Treinta y cinco años. Nació en el Hospital General de Malmö una bonita mañana de mayo en que, aquel año, el verano llegó a Escania para quedarse. Primogénito de una madre soltera de treinta años. De padre desconocido que, seguramente, explicaría los rasgos étnicos detectados en el ADN del perfil del asesino cuando aún no lo conocían. Unos rasgos que no habían hecho sino entorpecer la investigación y a los que Lewin aún daba vueltas.

Aparte de todo eso, la madre parecía normal. Procedía de una familia de agricultores de Ängelholm, y los familiares con los que hablaron la describían como guapa y alegre, responsable y, además, emprendedora. Cuando cumplió los veinte, se mudó a Malmö y diez años después era una próspera empresaria, dueña de un salón de belleza y peluquería en el centro, con una situación estupenda y con un número creciente de empleados.

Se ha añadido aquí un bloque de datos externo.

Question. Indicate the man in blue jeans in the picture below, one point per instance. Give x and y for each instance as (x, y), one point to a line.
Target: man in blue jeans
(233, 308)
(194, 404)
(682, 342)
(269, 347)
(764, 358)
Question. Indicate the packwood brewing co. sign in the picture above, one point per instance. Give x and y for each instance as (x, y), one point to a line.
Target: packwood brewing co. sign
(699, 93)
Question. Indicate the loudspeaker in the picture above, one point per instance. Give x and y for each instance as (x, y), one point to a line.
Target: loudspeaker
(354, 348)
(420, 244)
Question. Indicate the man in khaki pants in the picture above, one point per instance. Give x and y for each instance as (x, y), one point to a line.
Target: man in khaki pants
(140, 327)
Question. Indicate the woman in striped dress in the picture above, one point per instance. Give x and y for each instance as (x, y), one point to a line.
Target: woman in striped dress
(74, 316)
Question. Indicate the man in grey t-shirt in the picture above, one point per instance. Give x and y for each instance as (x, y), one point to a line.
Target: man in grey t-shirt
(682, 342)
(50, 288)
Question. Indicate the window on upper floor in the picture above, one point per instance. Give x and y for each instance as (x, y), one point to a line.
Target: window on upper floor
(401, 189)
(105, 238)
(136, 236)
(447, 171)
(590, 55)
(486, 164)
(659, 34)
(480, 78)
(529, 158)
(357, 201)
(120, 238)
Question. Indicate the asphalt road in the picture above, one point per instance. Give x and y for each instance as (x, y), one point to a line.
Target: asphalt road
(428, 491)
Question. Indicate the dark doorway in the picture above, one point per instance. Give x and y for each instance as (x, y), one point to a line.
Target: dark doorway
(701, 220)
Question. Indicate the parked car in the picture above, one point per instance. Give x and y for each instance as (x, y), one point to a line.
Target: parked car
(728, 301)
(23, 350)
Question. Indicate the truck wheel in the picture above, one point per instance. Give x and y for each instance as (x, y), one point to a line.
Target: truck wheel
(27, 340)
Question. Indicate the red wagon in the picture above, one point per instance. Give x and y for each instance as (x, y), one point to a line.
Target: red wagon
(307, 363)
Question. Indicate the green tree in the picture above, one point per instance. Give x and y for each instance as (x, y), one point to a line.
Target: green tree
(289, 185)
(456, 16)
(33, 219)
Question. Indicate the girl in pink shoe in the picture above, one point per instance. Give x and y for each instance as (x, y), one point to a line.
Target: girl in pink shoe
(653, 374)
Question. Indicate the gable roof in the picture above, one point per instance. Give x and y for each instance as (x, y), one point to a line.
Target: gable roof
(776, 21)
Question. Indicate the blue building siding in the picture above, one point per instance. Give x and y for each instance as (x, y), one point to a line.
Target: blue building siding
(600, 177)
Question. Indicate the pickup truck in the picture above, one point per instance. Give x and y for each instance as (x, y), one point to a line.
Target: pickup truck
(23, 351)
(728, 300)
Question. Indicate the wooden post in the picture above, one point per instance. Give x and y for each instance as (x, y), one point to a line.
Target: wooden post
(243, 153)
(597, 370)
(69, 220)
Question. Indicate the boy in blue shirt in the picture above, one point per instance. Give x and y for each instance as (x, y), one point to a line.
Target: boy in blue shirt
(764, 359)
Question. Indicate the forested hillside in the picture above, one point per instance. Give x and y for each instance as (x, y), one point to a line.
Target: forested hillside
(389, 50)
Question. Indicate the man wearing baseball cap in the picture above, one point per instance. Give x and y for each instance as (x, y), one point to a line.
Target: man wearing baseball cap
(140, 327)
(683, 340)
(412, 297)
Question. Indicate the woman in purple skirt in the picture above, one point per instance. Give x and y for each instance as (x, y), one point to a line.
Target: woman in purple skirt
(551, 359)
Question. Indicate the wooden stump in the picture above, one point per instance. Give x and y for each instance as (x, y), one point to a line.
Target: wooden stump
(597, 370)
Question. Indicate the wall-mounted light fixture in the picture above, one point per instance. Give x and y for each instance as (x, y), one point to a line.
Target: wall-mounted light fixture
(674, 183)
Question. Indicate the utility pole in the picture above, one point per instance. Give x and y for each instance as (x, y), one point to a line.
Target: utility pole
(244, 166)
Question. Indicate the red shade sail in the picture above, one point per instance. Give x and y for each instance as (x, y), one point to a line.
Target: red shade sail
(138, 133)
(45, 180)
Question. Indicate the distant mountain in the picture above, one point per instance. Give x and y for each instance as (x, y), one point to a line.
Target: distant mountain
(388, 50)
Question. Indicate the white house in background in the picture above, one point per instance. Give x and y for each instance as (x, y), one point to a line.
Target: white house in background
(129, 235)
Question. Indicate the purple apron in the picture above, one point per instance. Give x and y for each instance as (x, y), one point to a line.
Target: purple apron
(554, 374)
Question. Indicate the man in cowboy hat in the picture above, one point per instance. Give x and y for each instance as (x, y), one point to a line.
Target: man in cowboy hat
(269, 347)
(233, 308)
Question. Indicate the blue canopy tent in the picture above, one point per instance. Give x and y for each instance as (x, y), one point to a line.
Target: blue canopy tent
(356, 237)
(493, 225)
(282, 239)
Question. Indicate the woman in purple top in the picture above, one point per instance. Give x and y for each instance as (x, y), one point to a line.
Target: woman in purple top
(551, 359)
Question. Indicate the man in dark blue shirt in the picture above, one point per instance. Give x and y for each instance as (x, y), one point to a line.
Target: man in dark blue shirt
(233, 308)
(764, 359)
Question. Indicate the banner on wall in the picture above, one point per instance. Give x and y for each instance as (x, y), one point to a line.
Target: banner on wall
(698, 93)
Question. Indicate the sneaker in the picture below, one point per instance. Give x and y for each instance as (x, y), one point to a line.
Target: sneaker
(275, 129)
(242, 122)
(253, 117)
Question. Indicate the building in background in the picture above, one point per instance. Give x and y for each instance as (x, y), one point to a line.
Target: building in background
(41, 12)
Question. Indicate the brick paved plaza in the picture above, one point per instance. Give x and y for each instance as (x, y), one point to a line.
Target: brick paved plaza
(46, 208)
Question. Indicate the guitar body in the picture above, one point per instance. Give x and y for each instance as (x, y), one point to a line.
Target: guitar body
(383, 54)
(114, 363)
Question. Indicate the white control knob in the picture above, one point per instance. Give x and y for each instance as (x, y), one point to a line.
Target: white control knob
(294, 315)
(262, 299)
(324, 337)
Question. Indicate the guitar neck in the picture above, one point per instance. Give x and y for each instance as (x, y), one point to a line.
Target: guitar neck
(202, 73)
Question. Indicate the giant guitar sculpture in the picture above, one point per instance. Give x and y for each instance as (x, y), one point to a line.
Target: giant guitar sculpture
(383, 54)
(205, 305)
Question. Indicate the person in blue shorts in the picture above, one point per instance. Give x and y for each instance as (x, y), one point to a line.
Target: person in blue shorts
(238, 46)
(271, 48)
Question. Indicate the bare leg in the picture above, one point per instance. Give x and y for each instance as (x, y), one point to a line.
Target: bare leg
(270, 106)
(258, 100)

Según su hermana mayor, conoció al padre desconocido durante unas vacaciones en Canarias, pero la tía de Bengt Månsson no supo dar más detalles.

En cambio, a los colegas de Malmö que la interrogaron les enseñó fotografías de Bengt Månsson desde que era una criatura adorable hasta que se graduó diecinueve años después, cuando ya se había convertido en un joven muy guapo, más o menos como eran antiguamente los protagonistas de las películas, aunque sin bigote. Para su tía, lo ocurrido era inexplicable y el único consuelo en medio del desastre era que estaba convencida de que no tardarían en descubrir que la policía había cometido un tremendo error.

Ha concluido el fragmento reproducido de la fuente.